学長室便り No.3 共同体(コミュニティ)

最近の嬉しいことの一つ、6月に開催した学内献血に100名近くの学生・教職員が協力したことに対し、福岡県赤十字血液センター所長・熊川みどり先生より御礼のお言葉を頂けました。嬉しい成果の背景には、血液センターのご尽力、学生奉仕団献血部が準備段階から啓発活動を地道に実施してくれたこと、授業時間の調整やアナウンスなど教職員による細やかな配慮があったことなど、多様な気遣いがあったことを忘れてはなりません。今後、学内献血は11月の遥碧祭にも予定されており、さらなる協力者の更新が期待されます。熊川先生の研究によると、「献血回数が2回以上のものは献血継続率が高かった」という結果があり、【1回だけではなく、次にまた献血に行く機会を与える取り組みが重要である】との示唆がなされているとのこと、学生主導による献血活動の継続は、若年層での献血者が減少している現状の中で、本学学生の「命の大切さ」に対する高い問題意識の表れであると言えるでしょう。

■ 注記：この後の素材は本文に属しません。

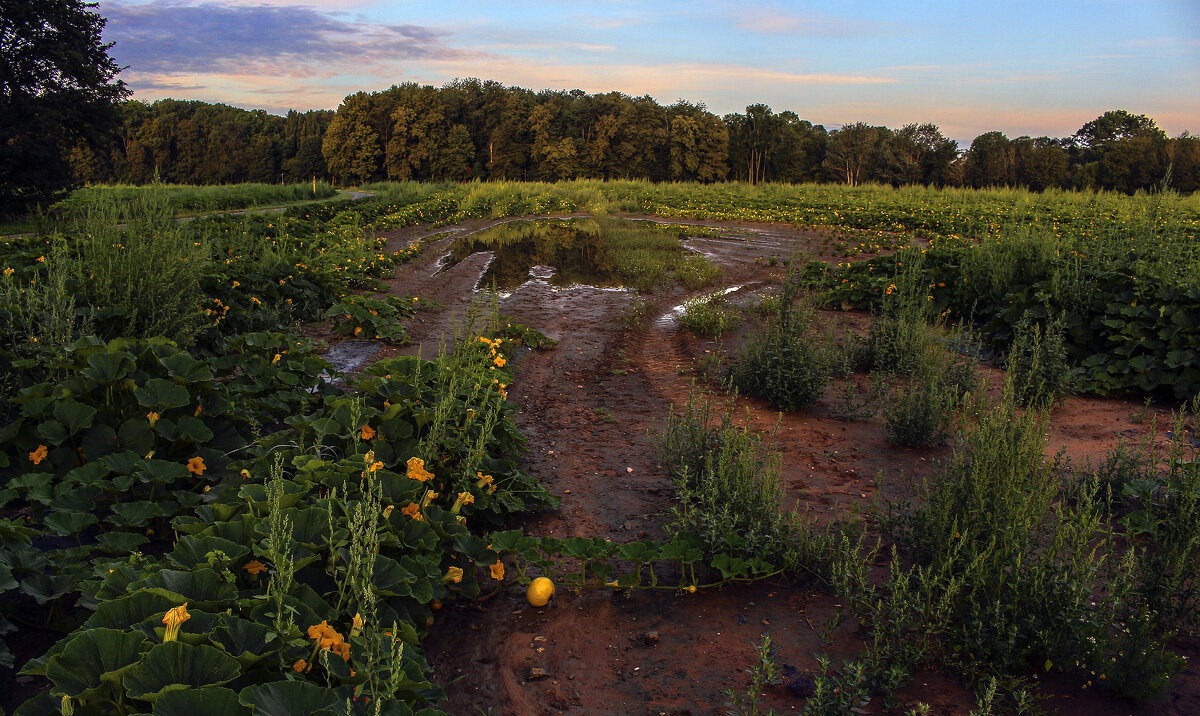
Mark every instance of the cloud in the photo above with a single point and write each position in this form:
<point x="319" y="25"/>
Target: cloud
<point x="774" y="19"/>
<point x="174" y="37"/>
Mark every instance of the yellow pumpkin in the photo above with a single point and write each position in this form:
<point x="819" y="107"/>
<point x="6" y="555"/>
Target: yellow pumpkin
<point x="539" y="591"/>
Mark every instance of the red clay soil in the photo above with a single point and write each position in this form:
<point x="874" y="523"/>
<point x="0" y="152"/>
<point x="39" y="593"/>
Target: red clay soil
<point x="587" y="407"/>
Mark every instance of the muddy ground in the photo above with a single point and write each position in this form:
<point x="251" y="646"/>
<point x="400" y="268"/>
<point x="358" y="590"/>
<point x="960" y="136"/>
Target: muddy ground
<point x="587" y="407"/>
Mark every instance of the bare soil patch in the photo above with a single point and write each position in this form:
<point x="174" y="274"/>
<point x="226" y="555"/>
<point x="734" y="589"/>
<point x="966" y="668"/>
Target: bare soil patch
<point x="586" y="407"/>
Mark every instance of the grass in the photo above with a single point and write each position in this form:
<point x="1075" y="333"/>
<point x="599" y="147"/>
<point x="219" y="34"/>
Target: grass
<point x="183" y="200"/>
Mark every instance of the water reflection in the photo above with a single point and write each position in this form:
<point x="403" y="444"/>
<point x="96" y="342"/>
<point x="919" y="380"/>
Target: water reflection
<point x="575" y="248"/>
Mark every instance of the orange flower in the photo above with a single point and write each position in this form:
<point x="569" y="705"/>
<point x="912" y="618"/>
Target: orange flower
<point x="173" y="619"/>
<point x="417" y="469"/>
<point x="328" y="639"/>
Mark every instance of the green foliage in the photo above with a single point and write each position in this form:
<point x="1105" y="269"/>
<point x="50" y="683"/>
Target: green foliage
<point x="310" y="572"/>
<point x="727" y="488"/>
<point x="139" y="277"/>
<point x="372" y="318"/>
<point x="61" y="94"/>
<point x="790" y="363"/>
<point x="763" y="673"/>
<point x="923" y="408"/>
<point x="709" y="317"/>
<point x="1037" y="363"/>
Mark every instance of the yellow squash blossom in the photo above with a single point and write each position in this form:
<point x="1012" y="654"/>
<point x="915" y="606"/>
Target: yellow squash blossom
<point x="173" y="619"/>
<point x="417" y="469"/>
<point x="328" y="639"/>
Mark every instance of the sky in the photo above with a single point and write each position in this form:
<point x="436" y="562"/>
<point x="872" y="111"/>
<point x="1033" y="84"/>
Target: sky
<point x="1021" y="67"/>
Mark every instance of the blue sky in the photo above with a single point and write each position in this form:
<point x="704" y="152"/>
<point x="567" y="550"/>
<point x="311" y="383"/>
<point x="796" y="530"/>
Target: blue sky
<point x="1021" y="67"/>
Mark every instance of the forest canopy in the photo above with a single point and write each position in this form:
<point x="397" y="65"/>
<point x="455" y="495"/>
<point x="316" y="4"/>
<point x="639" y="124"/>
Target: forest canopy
<point x="472" y="128"/>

献血に対する高い問題意識は、人道理念のもと、赤十字の関連組織やシステムと共に創ってきた看護教育の共同体(コミュニティ)の一つの所産といえます。今、変動が激しく、混迷を深める社会において、コミュニティは大きな意味を持ちます。人々は人類の起源からコミュニティを形成し、互いに助け合い、社会的なつながりを築き、個人のアイデンティティや所属意識を涵養し、支え合いや相互作用を通じて共有する目的や価値を探究してきました。コミュニティは、地域性を前提とした相互作用に基づく直接的な経験に依拠するもののみならず、場所やエリアを超えて、大切にする目的や価値を共有し、その意味を探究する社会的な相互作用(例:バーチャル・コミュニティ)をも含むとされています。また、近年、コミュニティの多様性・包摂性、持続可能性の重要性が強調されています。本学の学内献血の例に示されるように、学生の人道に基づく行いや価値形成は、大学の学習だけでは身に付くものではありません。赤十字の関連組織やシステムと共に創ってきた看護教育の共同体における多様な対話や交流に学生が参加し、平等な機会の中で、個々人の声や意見が大切にされる体験を経て、「人道」の意味を見出すことが必要です。

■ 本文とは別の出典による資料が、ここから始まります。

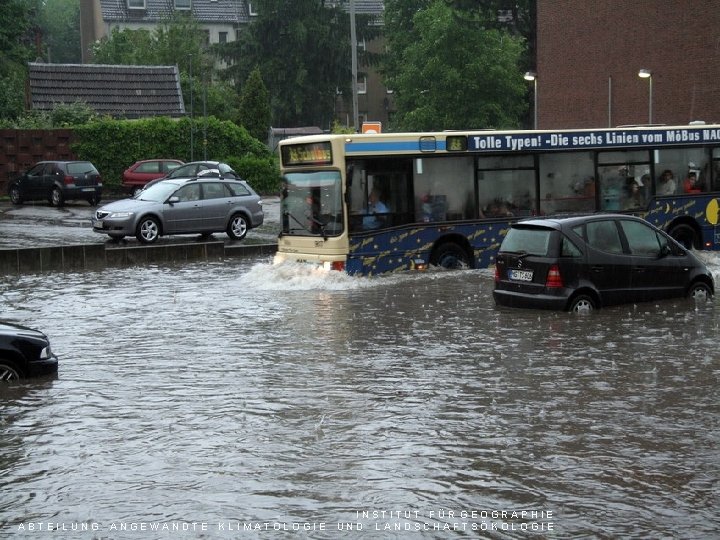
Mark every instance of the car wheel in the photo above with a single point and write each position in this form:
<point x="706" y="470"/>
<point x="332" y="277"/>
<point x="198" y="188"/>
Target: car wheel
<point x="700" y="292"/>
<point x="8" y="372"/>
<point x="15" y="195"/>
<point x="582" y="303"/>
<point x="148" y="230"/>
<point x="685" y="236"/>
<point x="56" y="198"/>
<point x="450" y="256"/>
<point x="237" y="228"/>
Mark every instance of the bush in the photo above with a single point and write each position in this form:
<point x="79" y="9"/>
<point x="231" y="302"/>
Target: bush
<point x="262" y="173"/>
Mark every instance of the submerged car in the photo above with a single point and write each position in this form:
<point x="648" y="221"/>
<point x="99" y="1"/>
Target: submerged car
<point x="141" y="172"/>
<point x="583" y="263"/>
<point x="24" y="352"/>
<point x="57" y="182"/>
<point x="202" y="205"/>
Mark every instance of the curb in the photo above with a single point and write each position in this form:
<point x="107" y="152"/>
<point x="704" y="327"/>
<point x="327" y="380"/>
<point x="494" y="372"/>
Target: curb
<point x="75" y="258"/>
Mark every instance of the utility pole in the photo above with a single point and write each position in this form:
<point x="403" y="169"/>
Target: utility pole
<point x="353" y="46"/>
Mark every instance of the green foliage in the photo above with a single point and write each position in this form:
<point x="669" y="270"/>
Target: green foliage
<point x="262" y="173"/>
<point x="255" y="106"/>
<point x="450" y="72"/>
<point x="303" y="50"/>
<point x="114" y="145"/>
<point x="60" y="24"/>
<point x="17" y="48"/>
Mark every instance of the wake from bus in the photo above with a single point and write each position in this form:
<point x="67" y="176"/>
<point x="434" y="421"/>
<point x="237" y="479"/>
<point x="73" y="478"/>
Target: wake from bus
<point x="290" y="276"/>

危機の時代、このようなコミュニティの機能(あるいは力)は、幾重にも立ちふさがる社会的課題(少子高齢化、貧困や格差、生産性や働く意欲の低下、ボランティア意識・活動の低下など)を乗り越える上で、大きな原動力となります。私が、かつて参画した慶應義塾大学と藤沢市による共同研究では、高齢者グループがコミュニティで「健康長寿」をめざすグループ体操に取り組むことで、身体的・精神的、社会的wellbeingを包含したバランスのとれた健康状態を維持していました。さらに、個人的な健康のみならず、他者に対するケアや互いにいたわり合うことを通してコミュニティにおけるつながりや安全を確かなものにし、さらに、個人を超えて健康の価値を探究し、互いの潜在性や信頼・尊敬を発展させていることがわかりました。コミュニティでのグループ体操は、近隣のコミュニティにも開放され、コミュニティの垣根を越えて生活する人々を含む参加者が増えたことで、交流の波が広がっていました。つまり、定期的なグループ運動は、地理的および世代の境界を越えてコミュニティを拡大するための触媒として機能し、参加者はより広い人々の輪の中でつながりを強化していることが明らかになりました。このようなコミュニティの機能(力)をExpanding community(拡張するコミュニティ)と概念化しています1)。危機の時代を生きるには、個人を超えて健康の価値を探究し、互いの潜在性や信頼・尊敬を発展させるコミュニティの形成が必須であり、そのことが持続可能な社会への実現につながると考えます。我々の学び舎もExpanding communityとして更なる発展をめざしましょう。

1) Komatsu, H., Yagasaki, K., Saito, Y., Oguma, Y. Regular group exercise contributes to balanced health in older adults in Japan: A qualitative study. BMC Geriatr. 2017 Aug 22;17(1):190. doi: 10.1186/s12877-017-0584-3.